Choked with pride, angry Moroccans cry foul
The Frenchman refused to blame American referee Mark Geiger after the 1-0 defeat in Group B.
Morocco coach Herve Renard was overcome with pride at his team's performance and angry at the way Portugal's Cristiano Ronaldo was able to grab the solitary goal that will send the North Africans home early from the World Cup.
The Frenchman refused to blame American referee Mark Geiger after the 1-0 defeat in Group B. However, he complained that his side should have had a free kick for the way Portuguese defender Pepe crashed into Khalid Boutaib, who was guarding the front post for the corner that led to Ronaldo's fourth-minute header.
His voice breaking with emotion after the defeat, their second following a stoppage-time loss to Iran, Renard insisted the nation could be proud of their team but that they had failed to take their chances.
"I'm very proud of the performance and I am very proud of my players, I'm very proud of this country," said Renard, 49, who won the African Cup of Nations with Zambia and Ivory Coast.
"We deserved to win. We had five or six chances in the second half."
Thanking the travelling fans who turned Moscow's Luzhniki Stadium into "more like Casablanca", he lamented that his side could not deliver an adequate reward for the supporters.
"What I am sure of at this moment is that the entire Moroccan people is proud of this team," he said.
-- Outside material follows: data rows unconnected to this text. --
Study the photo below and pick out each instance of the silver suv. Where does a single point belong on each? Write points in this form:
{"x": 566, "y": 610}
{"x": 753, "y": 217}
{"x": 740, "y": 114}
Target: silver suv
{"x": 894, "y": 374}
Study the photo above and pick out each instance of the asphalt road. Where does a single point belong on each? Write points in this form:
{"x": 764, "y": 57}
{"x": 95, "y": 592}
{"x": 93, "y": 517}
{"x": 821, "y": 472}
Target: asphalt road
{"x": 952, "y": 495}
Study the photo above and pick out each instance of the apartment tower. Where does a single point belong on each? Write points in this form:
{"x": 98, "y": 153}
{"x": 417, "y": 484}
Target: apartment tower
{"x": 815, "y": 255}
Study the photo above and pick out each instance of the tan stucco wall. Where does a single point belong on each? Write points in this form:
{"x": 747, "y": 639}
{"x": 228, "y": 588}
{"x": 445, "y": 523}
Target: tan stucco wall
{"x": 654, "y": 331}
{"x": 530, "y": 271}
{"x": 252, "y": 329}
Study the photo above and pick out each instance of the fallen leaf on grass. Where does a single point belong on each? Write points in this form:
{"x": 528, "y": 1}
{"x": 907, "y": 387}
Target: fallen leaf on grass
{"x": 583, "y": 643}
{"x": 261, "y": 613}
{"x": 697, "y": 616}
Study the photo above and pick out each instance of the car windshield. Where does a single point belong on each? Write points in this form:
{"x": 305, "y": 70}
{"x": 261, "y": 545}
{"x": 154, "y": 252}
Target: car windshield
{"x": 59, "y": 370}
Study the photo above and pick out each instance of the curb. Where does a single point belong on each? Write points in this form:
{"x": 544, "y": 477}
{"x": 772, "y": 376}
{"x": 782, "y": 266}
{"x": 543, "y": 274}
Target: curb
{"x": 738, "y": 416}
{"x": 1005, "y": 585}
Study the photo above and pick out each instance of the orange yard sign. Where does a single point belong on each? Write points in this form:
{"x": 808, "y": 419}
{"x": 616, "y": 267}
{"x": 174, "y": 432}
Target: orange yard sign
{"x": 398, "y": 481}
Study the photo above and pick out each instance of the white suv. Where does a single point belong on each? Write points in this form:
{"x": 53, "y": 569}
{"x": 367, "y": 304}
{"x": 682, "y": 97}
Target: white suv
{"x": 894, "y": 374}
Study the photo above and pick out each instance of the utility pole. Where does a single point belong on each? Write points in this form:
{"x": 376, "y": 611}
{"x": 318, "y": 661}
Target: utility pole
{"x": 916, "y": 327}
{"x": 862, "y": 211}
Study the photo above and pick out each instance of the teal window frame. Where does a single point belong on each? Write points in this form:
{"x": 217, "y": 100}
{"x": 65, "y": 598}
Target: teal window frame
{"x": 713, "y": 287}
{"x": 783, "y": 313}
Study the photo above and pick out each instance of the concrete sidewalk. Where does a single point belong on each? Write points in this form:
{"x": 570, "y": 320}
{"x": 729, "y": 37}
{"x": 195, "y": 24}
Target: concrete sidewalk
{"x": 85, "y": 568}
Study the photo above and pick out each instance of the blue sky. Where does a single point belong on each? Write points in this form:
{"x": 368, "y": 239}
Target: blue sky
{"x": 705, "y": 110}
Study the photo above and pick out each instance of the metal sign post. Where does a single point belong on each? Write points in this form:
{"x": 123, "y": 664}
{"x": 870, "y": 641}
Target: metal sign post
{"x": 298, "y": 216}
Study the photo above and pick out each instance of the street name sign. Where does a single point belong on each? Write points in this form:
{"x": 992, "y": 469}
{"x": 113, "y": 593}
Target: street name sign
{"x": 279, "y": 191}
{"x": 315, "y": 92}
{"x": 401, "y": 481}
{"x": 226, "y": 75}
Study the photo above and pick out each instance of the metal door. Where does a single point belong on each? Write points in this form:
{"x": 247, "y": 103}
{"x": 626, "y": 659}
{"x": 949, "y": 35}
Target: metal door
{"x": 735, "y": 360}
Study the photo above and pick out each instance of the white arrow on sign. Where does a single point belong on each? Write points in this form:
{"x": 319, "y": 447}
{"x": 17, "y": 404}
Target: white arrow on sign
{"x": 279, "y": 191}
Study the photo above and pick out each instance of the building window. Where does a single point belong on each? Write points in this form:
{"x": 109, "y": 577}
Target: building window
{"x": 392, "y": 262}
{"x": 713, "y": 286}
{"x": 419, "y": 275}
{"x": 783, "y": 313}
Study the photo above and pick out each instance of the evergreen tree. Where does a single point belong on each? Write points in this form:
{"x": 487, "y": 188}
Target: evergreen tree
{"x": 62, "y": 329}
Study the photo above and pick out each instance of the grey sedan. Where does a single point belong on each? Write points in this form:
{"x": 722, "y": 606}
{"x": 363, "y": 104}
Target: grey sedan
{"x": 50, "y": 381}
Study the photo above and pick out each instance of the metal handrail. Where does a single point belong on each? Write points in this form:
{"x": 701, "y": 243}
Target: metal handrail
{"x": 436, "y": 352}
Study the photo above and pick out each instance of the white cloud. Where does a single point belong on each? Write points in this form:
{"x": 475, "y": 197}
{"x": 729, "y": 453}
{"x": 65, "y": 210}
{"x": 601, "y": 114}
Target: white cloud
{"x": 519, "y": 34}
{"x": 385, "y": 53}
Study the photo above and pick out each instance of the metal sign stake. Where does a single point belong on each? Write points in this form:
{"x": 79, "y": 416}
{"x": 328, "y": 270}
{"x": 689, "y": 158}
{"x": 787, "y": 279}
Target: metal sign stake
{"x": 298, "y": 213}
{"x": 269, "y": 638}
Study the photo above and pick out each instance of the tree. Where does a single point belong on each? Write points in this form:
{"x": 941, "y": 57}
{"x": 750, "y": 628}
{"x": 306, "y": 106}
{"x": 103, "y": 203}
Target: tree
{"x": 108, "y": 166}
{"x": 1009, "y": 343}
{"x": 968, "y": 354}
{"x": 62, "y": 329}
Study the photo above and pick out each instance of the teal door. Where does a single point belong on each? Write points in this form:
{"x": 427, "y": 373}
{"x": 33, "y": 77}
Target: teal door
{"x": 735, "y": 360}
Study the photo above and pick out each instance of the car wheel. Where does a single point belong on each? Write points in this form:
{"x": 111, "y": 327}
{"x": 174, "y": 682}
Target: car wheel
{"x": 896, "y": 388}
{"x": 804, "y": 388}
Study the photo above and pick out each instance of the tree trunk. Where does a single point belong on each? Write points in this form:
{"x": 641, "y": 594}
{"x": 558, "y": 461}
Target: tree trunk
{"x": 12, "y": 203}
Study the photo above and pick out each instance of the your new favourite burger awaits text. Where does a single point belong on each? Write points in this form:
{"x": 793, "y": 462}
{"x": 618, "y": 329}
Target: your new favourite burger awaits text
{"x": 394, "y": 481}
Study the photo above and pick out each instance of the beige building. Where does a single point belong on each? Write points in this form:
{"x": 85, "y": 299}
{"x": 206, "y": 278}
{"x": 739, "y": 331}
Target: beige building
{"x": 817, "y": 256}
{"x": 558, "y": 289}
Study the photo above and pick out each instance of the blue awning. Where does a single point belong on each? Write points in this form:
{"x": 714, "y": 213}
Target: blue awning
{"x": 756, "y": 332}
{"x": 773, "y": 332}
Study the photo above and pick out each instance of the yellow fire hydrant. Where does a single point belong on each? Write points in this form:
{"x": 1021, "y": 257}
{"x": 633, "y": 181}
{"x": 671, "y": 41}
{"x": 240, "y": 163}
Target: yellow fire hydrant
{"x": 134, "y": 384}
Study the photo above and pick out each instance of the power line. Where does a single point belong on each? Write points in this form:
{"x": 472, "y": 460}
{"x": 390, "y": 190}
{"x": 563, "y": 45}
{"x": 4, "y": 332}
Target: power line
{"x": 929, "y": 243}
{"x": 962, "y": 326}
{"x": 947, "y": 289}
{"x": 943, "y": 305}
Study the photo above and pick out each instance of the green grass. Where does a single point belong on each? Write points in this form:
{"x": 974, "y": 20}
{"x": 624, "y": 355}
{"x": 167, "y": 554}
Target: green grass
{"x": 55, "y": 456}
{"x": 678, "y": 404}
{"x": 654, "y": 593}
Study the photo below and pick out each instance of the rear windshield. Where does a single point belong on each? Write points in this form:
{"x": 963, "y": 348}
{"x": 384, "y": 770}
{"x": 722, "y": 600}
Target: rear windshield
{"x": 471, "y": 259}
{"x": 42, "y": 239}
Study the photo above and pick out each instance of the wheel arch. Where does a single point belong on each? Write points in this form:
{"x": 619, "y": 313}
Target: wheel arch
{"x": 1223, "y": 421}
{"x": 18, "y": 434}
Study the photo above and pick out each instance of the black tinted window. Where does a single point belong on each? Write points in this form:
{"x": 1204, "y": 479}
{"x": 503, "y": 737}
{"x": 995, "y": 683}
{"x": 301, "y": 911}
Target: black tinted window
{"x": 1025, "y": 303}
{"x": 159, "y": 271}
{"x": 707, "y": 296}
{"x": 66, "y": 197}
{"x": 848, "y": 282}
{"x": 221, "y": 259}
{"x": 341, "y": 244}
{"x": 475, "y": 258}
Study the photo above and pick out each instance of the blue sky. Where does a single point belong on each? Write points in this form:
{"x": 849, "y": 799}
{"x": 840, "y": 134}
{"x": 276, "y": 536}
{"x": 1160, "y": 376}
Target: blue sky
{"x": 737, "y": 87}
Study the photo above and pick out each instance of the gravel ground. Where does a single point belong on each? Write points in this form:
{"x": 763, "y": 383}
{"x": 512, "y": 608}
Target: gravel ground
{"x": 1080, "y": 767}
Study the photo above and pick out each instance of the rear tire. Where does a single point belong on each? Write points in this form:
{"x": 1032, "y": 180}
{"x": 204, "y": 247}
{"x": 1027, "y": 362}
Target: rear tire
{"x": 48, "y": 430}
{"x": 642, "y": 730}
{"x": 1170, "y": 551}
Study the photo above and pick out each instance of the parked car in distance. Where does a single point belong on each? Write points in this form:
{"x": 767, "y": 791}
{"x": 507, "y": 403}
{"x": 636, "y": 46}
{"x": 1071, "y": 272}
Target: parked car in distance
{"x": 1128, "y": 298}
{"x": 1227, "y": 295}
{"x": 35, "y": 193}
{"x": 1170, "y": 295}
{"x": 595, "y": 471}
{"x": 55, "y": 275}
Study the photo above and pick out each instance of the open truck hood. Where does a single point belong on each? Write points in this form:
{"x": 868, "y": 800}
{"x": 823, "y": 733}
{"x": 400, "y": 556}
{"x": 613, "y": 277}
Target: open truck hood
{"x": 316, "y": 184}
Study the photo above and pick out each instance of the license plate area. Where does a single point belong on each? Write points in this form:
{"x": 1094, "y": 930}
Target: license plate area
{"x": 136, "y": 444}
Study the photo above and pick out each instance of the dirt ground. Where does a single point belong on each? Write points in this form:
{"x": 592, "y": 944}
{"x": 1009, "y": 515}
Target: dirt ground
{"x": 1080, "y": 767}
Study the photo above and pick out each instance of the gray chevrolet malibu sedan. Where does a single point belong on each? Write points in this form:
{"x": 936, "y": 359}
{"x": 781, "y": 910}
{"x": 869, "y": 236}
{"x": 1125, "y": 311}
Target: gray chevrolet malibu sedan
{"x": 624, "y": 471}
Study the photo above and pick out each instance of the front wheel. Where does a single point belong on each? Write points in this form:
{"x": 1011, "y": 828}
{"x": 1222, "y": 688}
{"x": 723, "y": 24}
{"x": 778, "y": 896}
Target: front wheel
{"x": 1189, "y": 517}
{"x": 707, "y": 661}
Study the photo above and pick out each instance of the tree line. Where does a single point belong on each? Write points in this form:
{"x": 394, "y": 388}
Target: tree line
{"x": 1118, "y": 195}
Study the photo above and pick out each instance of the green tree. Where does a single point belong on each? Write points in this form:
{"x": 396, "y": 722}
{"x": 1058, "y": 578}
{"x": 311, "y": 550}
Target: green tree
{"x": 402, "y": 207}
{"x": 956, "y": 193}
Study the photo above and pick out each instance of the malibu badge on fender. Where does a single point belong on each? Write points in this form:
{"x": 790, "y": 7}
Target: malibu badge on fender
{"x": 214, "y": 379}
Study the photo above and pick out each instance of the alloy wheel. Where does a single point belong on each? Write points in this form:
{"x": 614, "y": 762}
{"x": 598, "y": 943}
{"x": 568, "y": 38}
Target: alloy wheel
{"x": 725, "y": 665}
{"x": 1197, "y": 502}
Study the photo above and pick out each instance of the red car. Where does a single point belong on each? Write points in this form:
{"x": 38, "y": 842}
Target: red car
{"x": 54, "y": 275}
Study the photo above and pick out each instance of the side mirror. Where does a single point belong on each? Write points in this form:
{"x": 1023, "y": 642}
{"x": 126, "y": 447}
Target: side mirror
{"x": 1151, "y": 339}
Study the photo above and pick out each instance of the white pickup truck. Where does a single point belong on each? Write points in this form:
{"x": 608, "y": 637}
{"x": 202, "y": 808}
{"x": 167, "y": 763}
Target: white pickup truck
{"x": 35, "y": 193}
"Of course it's easier to play with a player who has one chance and he puts it away. But we are in Morocco.
"We have quality players. Despite the ups and downs of the game, we should have been more effective. Because, like in the first game, we had plenty of chances. I won't blame anyone. That's football. It's always those who know how to be present in the box, the most gifted players, who make the difference.
"We took a lot of risks and we didn't get our reward."
Singling out veteran forward Nordin Amrabat for praise, Renard dismissed suggestions that he might have risked his health by playing after taking a knock to the head against Iran, just five days ago, and then by removing his head protection.
"He is a warrior. He wanted to play," said Renard, adding that he removed his protector "because his spirit is amazing".
He added that it was not his job to decide on medical issues but that team medics and Amrabat himself were responsible.
"We will end the adventure against Spain, trying to put on the same performance as today and to go down with honour," he said.